そもそも、張りぼてのセトの憤怒。アレが現れたのは、ホルスとアヌビスが二柱いたからではないだろうか。現れたはいいが、セトが居るから張りぼてになった。席が無くて、中身だけは、来たくとも来れなかった。片方が完全なら、もう片方は不完全である必要がある。
だってホルスとアヌビスを観察すれば、なんてことはない。全く同一ではない。ホルスは反転途中とそうでないもの。アヌビスは反転しているのと、していないもの。
そして、今。セトも完全ではない。きっかり半分が反転途中のホルスの中にある。さっきとは違う。

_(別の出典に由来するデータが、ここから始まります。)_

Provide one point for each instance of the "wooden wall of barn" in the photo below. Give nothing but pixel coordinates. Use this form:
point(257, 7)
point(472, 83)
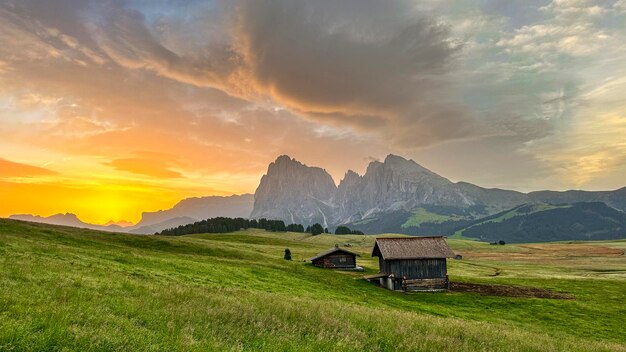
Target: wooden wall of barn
point(336, 260)
point(414, 268)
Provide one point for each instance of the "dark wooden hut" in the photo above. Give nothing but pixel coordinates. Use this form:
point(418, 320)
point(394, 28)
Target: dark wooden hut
point(336, 258)
point(412, 263)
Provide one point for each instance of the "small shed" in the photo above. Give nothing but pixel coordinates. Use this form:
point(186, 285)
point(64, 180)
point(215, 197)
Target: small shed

だから、今なら喚べるはずだ。完全なるセトを。暴虐の化身。セトの憤怒を。逆転の手段はこれしかない。
「最後の攻略法! チートにはチートで対抗する!」
あのチートがどういったモノかは分からない。だが、関係ない。ここは混沌の領域。何でもありの空間だ。過去だろうと未来だろうと、別世界からだろうと、何でも呼び寄せられる。
「ヒヒヒヒヒヒッ。これで、終わりだ! これで世界は滅亡する! 黒服! これが、貴様の見たかった光景。世界の滅亡だ!!」
先ほどとは比べ物にならない神威を放つセトの憤怒を眼下に、地下生活者は勝ち誇った。